Of these, we’d just need to hand the linker a library or object file that contains the one undefined symbol to make this code link and produce an executable.

Last Resort: Tracing Application Startup

Annoyingly, sometimes everything seems in order, yet the application fails to start, or quits half-way through with a mysterious message. This is where a utility like strace can be extremely useful, as it traces all system calls involving the application from the moment that the application starts. Often, the issue with an application not loading is due to an indirect dependency that cannot be loaded, an environmental setting that is inappropriate, or a file that was accidentally set to read-only.

Simply firing up strace with the application as argument will output a list of the system calls as made by the application, including errors, such as a missing file:

open("/foo/bar", O_RDONLY) = -1 ENOENT (No such file or directory)

Or a missing library dependency:

open("/usr/lib/libfoo.so", O_RDONLY|O_CLOEXEC) = -1 ENOENT (No such file or directory)

Wrapping Up

Obviously none of this is the end-all, be-all of debugging the linking and running of executables, binaries, and an assortment of related issues. As with so many things in life, in the end it’s mostly experience that counts. Over time one will develop an intuition for where the problem likely lies, as well as how to find out the culprit as quickly as possible.

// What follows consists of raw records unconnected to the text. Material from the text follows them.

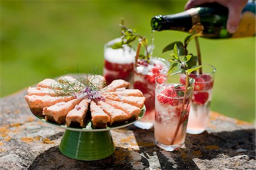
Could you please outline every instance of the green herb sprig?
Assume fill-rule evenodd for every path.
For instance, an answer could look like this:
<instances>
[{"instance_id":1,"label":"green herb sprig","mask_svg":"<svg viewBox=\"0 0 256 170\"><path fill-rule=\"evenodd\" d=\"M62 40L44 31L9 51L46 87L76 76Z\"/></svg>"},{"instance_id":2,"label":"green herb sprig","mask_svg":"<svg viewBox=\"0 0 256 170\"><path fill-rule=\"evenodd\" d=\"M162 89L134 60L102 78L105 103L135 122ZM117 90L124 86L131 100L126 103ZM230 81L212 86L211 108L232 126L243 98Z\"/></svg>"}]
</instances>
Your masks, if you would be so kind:
<instances>
[{"instance_id":1,"label":"green herb sprig","mask_svg":"<svg viewBox=\"0 0 256 170\"><path fill-rule=\"evenodd\" d=\"M174 53L171 54L171 58L167 59L168 60L173 62L174 64L171 67L168 74L171 74L177 67L179 68L179 69L175 71L174 73L171 73L171 75L178 74L178 73L185 73L186 75L186 80L185 80L185 92L184 92L184 98L182 103L181 108L184 108L185 101L186 101L186 96L188 93L188 91L189 90L189 87L192 84L192 82L189 82L189 74L196 71L198 69L200 69L202 67L201 65L193 65L191 68L188 68L186 65L187 65L187 63L189 62L192 57L192 55L186 55L184 57L184 61L182 61L181 57L180 56L179 53L179 47L176 43L174 45L173 47ZM183 109L182 111L181 114L179 119L179 122L177 123L177 126L175 129L175 132L174 134L174 138L172 139L171 144L173 144L174 142L175 141L176 138L177 136L177 132L179 131L179 129L181 124L183 123L182 120L184 120L184 117L187 114L187 109L188 107L188 102L187 105L185 109Z\"/></svg>"},{"instance_id":2,"label":"green herb sprig","mask_svg":"<svg viewBox=\"0 0 256 170\"><path fill-rule=\"evenodd\" d=\"M125 26L123 24L119 24L121 27L122 36L121 37L121 41L114 43L110 47L113 49L122 48L125 45L131 47L131 44L135 40L139 40L145 48L145 55L140 55L139 57L142 59L146 59L148 61L150 55L151 48L148 46L148 39L137 32L136 30L130 29Z\"/></svg>"},{"instance_id":3,"label":"green herb sprig","mask_svg":"<svg viewBox=\"0 0 256 170\"><path fill-rule=\"evenodd\" d=\"M172 42L170 43L170 44L167 45L166 47L164 47L162 51L162 52L165 52L166 51L171 51L171 50L174 50L174 45L175 44L177 46L177 52L179 53L179 56L184 56L184 59L185 59L185 63L183 64L183 68L191 68L193 66L196 65L197 62L199 61L200 62L199 62L199 65L201 65L201 57L198 57L196 56L194 56L192 54L190 53L189 54L189 56L188 56L188 52L187 49L188 45L189 43L189 42L193 39L196 38L197 38L199 36L202 36L203 34L201 32L199 32L194 34L190 35L188 36L187 36L184 42L176 41ZM197 49L197 51L199 49ZM186 57L188 57L188 59Z\"/></svg>"}]
</instances>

Having spent many years in commercial software development and having survived a range of (overly) ambitious hobby projects, I can definitely say that there is a lot of knowledge that I wish I had had sooner. On the other hand, the act of discovering why some things were not working and correcting this injustice against the order of the world was usually rewarding in itself.

That said, one has to pick their battles wisely. Sometimes learning things from scratch isn’t worth it, and leaning on the knowledge of others is nothing to be ashamed of. Especially when it’s Friday afternoon and the client expects delivery of the new version on Monday. Hopefully this article has been helpful in that regard.

5 thoughts on “Peeking Inside Executables And Libraries To Make Debugging Easier

  1. In case people are curious about how much information can be gotten out of a compiled binary, I recently wrote a fuzzer that uses debug information to infer the complete type system of a C language program and automatically generated API fuzzers for it. You can find it on GitHub here: https://github.com/intel/fffc

    1. Probably not, though if you try hard enough, it’s possible to contrive an example where they could be somewhat helpful.

      Stack overflows and heap allocation problems are generally runtime problems, often caused by faults in the program logic, while readelf and nm are tools for displaying symbol table information that’s set at compile time.

      The easiest example I can contrive where they could be useful is if you have two subroutines named “foo”, in different libraries, and your main program is calling “foo” with the expectation that it will behave like the “foo” you wrote in library A, but instead, you’re picking up a different “foo” from library B, and the difference in behavior between the two subroutines is what causes the stack overflow symptom.

      For solving link problems, such as unresolved external references (or the problem I just described, where you want to know which version of a particular library routine your program is using), readelf/nm are good starting points. For solving stack overflows or heap corruption issues, an interactive symbolic debugger is usually the tool of choice to start with.